Many of us will be O.K., because we are survivors, but we don’t only think about ourselves or our people. We think about our human race and all the many American people who deserve a chance at survival. We stand up for our future generations, the ones that do not have a voice yet, and we carry on “in a good way” the love, kindness, and strength of our ancestors.

Climate School

The climate campaigner Jamie Henn—an old colleague—wrote a provocative piece for Common Dreams last week arguing that environmentalists need to do a better job of describing the future world they’d like to build. If Fox News says that the Green New Deal is all about taking away hamburgers, Green New Dealers should respond with a vision of a “cleaner, healthier, freer, fun-er new world. A world where we aren’t choking on smog and exhaust. Where you don’t have to worry about gas leaks or expensive water bills. Where there’s no oil to change, no gaskets to replace, maybe even no car to worry about, because you’ve got a sexy electric bike and free, all-electric transit is just a block or two away.”

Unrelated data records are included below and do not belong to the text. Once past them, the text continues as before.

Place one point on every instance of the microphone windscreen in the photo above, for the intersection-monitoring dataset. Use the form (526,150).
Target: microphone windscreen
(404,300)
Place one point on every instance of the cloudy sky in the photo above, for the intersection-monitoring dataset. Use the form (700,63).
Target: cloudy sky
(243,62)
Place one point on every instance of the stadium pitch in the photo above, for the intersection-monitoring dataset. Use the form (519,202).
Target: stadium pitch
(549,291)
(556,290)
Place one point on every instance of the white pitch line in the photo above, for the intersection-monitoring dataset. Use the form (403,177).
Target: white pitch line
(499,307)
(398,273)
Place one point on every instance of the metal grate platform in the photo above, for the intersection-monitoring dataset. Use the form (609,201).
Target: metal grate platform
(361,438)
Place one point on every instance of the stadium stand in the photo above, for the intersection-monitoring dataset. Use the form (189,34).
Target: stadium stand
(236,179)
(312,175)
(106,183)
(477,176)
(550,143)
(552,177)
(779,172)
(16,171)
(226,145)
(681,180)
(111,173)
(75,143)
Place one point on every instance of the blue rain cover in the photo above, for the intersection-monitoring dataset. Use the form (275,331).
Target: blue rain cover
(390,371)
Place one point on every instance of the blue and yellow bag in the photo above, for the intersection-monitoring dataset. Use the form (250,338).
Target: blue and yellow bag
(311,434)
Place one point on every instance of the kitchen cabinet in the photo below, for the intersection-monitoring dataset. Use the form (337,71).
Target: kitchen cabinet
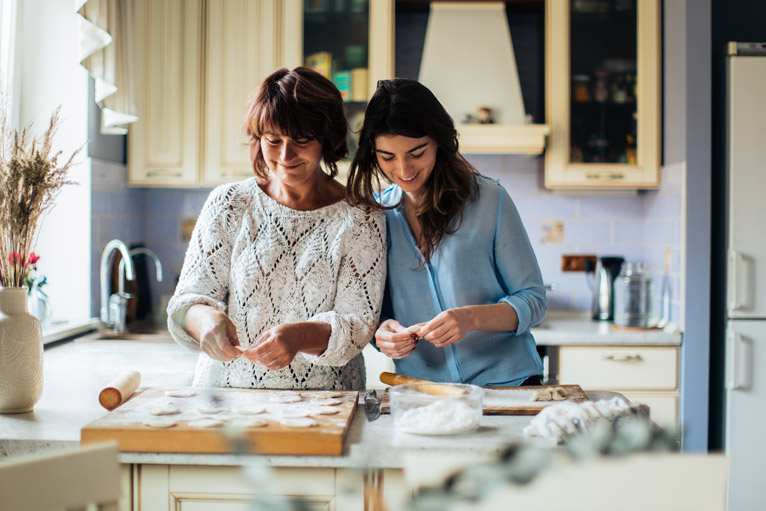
(603,94)
(226,488)
(350,42)
(195,64)
(643,374)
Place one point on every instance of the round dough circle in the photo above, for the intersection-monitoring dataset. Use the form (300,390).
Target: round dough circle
(285,398)
(206,423)
(294,412)
(181,393)
(326,402)
(210,409)
(250,423)
(323,410)
(165,409)
(326,394)
(160,423)
(300,422)
(250,410)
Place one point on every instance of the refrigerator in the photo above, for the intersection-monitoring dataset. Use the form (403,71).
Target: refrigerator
(745,352)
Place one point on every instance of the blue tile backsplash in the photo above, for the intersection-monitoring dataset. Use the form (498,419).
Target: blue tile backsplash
(638,227)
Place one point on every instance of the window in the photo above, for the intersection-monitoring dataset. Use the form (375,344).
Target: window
(7,36)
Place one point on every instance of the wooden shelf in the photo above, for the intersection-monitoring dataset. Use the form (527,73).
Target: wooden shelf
(502,138)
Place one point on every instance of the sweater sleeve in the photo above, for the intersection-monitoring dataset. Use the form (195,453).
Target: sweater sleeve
(205,274)
(361,279)
(517,266)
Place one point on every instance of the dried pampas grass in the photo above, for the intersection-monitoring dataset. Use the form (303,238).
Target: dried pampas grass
(30,180)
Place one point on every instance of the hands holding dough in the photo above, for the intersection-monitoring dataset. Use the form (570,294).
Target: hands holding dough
(394,340)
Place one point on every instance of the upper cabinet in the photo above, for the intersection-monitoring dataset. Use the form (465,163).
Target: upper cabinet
(167,87)
(348,41)
(603,94)
(195,63)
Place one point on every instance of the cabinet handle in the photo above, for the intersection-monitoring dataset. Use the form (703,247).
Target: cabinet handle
(163,173)
(622,358)
(605,176)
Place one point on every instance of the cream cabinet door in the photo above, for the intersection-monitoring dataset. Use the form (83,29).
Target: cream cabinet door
(217,488)
(163,145)
(240,51)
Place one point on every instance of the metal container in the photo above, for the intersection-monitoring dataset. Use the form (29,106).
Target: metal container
(607,268)
(633,292)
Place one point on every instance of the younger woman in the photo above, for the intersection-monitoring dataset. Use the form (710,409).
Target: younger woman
(460,264)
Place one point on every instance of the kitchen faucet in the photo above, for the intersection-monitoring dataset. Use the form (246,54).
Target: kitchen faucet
(114,307)
(136,251)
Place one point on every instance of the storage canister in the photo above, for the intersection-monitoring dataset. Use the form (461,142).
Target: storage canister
(633,291)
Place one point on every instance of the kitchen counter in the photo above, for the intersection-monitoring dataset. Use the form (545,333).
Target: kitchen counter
(74,373)
(577,330)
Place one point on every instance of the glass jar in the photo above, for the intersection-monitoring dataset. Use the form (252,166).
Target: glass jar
(633,292)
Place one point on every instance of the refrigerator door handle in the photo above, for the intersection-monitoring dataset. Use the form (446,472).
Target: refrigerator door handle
(736,361)
(737,285)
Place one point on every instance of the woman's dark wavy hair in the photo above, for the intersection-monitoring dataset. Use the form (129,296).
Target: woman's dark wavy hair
(407,107)
(301,104)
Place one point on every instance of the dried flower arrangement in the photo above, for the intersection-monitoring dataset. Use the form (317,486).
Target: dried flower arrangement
(30,180)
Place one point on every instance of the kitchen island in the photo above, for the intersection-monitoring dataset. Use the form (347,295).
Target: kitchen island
(368,472)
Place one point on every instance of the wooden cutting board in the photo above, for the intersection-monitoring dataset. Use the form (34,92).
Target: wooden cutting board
(513,400)
(126,424)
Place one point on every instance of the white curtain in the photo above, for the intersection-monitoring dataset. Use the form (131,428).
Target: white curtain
(7,45)
(105,46)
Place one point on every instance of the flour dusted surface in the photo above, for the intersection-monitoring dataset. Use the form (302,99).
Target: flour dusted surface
(264,264)
(443,417)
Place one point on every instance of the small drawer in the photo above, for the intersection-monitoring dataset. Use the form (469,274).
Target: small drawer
(663,406)
(619,367)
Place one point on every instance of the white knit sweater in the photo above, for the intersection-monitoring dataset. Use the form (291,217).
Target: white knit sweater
(264,264)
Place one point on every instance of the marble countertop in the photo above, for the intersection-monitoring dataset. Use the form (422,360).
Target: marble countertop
(578,330)
(75,371)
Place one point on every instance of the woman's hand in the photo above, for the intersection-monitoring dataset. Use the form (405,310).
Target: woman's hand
(448,327)
(393,340)
(215,332)
(278,346)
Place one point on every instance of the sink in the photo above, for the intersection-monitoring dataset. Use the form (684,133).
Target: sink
(137,331)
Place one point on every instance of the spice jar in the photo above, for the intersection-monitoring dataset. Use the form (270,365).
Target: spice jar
(580,88)
(601,86)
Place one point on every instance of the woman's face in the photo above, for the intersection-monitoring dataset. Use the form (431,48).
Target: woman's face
(406,161)
(291,160)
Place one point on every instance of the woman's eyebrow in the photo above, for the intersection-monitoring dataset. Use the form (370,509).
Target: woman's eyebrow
(418,147)
(409,150)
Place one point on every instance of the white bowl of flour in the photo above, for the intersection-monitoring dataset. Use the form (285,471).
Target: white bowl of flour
(443,409)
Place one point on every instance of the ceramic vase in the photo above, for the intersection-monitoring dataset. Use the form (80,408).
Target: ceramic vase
(21,353)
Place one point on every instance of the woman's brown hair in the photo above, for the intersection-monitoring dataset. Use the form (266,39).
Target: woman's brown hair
(302,104)
(407,107)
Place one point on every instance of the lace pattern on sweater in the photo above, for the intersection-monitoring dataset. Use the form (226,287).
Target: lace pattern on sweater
(264,264)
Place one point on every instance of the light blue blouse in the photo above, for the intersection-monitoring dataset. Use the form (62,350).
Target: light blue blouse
(488,260)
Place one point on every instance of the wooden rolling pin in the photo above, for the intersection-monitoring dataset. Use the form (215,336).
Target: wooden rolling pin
(429,387)
(119,390)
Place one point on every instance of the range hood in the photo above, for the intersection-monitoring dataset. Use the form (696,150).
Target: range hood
(468,63)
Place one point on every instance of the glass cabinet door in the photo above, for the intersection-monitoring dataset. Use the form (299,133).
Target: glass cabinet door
(336,44)
(603,100)
(348,41)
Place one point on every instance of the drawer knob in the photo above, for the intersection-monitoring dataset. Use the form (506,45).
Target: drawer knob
(622,357)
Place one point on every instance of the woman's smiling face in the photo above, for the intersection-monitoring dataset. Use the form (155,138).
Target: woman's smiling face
(406,161)
(288,158)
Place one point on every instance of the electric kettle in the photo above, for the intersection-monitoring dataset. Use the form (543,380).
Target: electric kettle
(607,269)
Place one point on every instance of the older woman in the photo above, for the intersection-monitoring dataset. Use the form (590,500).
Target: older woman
(283,278)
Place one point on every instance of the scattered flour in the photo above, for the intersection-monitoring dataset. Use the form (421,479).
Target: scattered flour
(443,417)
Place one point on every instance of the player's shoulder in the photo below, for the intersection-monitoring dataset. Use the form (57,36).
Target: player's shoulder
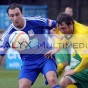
(36,18)
(7,31)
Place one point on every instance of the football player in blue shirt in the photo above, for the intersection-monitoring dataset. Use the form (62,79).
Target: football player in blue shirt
(33,58)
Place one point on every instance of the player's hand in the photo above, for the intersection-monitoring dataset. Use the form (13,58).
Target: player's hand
(69,72)
(51,52)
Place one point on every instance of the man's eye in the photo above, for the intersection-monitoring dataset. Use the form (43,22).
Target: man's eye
(11,15)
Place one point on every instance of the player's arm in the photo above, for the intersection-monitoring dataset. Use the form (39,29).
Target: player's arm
(83,65)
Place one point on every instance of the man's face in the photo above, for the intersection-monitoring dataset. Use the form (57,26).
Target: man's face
(65,29)
(16,17)
(69,11)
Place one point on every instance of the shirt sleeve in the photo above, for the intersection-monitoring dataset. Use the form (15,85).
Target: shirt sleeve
(4,45)
(43,22)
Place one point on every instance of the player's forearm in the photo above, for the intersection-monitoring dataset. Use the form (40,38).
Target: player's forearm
(1,59)
(83,65)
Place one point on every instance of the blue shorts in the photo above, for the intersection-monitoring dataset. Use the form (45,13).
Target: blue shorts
(32,70)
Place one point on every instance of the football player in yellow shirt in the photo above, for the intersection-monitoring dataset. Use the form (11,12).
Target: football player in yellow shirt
(77,34)
(63,56)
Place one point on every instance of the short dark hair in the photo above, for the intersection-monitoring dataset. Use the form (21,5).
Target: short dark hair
(63,17)
(13,6)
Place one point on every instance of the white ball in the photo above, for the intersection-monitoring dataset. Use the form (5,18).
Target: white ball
(19,40)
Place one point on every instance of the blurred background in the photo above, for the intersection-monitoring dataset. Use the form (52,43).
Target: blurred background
(45,8)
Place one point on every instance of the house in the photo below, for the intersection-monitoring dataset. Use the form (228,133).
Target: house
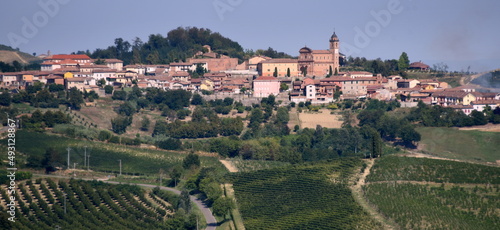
(320,62)
(254,61)
(114,64)
(481,105)
(282,65)
(407,83)
(179,76)
(79,58)
(264,86)
(446,98)
(419,66)
(78,82)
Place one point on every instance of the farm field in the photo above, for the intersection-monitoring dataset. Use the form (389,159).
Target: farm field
(470,145)
(323,118)
(104,157)
(394,168)
(308,196)
(89,205)
(254,165)
(420,193)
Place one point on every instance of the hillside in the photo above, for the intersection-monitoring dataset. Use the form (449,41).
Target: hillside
(9,55)
(46,204)
(470,145)
(418,193)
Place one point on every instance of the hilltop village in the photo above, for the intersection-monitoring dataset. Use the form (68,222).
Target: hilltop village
(313,77)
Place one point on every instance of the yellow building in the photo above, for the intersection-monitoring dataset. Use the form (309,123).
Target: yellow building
(68,75)
(282,65)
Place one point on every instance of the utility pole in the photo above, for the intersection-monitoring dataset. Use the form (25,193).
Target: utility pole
(120,166)
(85,157)
(65,202)
(68,155)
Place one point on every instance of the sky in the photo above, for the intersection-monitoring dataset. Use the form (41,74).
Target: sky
(459,33)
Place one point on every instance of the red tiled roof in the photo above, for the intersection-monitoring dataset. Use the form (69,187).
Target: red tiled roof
(68,56)
(266,78)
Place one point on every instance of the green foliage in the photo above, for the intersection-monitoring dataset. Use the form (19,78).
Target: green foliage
(403,62)
(191,160)
(119,95)
(89,205)
(108,89)
(391,168)
(75,98)
(169,144)
(178,45)
(119,124)
(414,206)
(301,195)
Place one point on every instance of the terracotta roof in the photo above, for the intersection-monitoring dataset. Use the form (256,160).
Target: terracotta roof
(113,60)
(486,102)
(67,56)
(266,78)
(418,65)
(321,52)
(453,94)
(281,60)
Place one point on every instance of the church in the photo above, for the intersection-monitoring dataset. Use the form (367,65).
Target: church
(319,62)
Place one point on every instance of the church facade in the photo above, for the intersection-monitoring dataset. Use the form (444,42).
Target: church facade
(319,62)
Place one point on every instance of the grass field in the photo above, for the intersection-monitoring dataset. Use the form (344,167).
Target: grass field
(323,118)
(46,204)
(104,157)
(309,196)
(419,193)
(468,145)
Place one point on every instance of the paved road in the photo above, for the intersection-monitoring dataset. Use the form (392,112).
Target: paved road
(209,217)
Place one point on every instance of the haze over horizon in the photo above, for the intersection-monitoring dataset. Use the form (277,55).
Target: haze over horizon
(459,35)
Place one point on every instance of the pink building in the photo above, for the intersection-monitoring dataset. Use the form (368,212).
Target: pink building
(265,86)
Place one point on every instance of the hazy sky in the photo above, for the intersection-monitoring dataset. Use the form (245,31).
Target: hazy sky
(459,33)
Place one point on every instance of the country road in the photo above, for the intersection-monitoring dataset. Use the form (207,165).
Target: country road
(207,213)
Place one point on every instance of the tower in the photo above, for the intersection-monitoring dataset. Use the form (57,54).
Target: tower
(334,49)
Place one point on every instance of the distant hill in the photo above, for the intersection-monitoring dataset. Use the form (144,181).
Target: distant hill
(9,55)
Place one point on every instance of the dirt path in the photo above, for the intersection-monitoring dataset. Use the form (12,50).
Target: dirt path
(359,197)
(229,165)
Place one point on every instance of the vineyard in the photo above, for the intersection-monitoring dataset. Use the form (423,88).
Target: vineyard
(393,168)
(307,196)
(103,157)
(46,204)
(253,165)
(414,206)
(421,193)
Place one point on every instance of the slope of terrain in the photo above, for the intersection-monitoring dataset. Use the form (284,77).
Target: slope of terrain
(421,193)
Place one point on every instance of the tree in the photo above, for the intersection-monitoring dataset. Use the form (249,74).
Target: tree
(409,135)
(223,206)
(175,174)
(75,98)
(108,89)
(191,160)
(197,99)
(403,62)
(145,123)
(119,124)
(283,86)
(5,98)
(51,160)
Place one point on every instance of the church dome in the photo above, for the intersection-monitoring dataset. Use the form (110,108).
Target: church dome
(305,50)
(334,37)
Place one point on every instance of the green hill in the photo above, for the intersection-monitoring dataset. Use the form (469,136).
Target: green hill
(45,204)
(9,55)
(452,143)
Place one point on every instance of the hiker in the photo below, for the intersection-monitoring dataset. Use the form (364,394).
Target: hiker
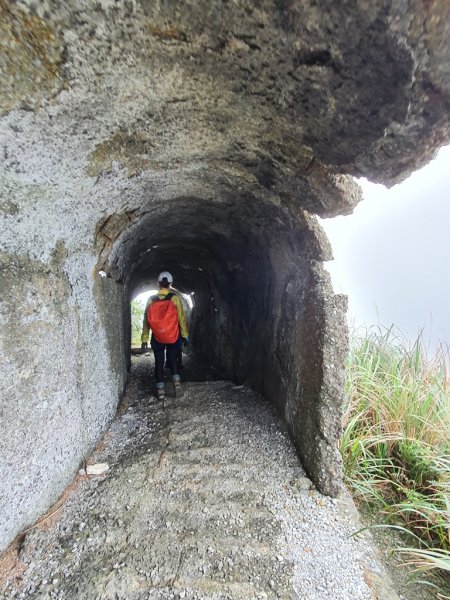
(164,315)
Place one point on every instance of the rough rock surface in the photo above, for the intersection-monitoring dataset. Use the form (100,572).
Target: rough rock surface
(202,138)
(205,498)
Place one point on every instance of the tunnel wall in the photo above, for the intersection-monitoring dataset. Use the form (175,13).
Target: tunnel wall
(273,322)
(62,375)
(109,113)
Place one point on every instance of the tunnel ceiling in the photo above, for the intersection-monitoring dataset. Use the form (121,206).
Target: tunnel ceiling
(121,108)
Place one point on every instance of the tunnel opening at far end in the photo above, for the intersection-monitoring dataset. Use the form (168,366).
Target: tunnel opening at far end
(264,315)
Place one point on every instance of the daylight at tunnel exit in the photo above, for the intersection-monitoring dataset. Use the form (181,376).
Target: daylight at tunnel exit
(223,300)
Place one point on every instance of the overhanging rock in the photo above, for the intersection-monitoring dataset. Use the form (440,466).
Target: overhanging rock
(202,138)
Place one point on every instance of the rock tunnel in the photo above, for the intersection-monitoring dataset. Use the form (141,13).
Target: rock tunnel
(204,139)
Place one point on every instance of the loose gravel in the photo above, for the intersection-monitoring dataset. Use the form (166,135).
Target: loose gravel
(204,498)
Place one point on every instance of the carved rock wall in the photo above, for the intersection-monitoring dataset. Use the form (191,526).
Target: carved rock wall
(202,138)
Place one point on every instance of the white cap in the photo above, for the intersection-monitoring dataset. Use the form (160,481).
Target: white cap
(165,275)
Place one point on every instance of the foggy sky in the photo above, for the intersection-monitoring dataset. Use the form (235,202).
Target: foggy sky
(392,255)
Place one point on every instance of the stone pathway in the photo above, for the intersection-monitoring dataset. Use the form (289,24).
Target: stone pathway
(205,498)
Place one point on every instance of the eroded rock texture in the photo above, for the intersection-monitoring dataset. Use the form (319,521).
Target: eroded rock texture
(203,138)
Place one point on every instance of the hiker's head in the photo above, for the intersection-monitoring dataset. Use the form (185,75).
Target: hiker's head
(165,279)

For Future Tense (a partnership of Slate, New America, and Arizona State University), David Zipper argues persuasively that cities have a short window—perhaps measured in weeks—to break the reflexive habit of driving cars. The nightmare is that subway-leery commuters will soon be driving. “A recent Vanderbilt study found that Bay Area residents could soon spend an additional 20 to 80 minutes per day stuck in congestion due to a shift away from mass transit. Evidence from China, which is attempting to return to life as usual following extended coronavirus lockdowns, is ominous: In early April, cities like Shenzhen and Guangzhou already had higher levels of rush hour congestion than a year ago.” The dream looks like—well, like these survey results from the U.K., which found that six out of ten Brits want their government to prioritize health and well-being over economic growth even after the pandemic subsides. Doubtless that’s why London continues to amaze with its plans to turn the city center into a zone for bikes, buses, scooters, and pedestrians. In a sign of the times, the staid Financial Times offers a guide for first-time bike buyers.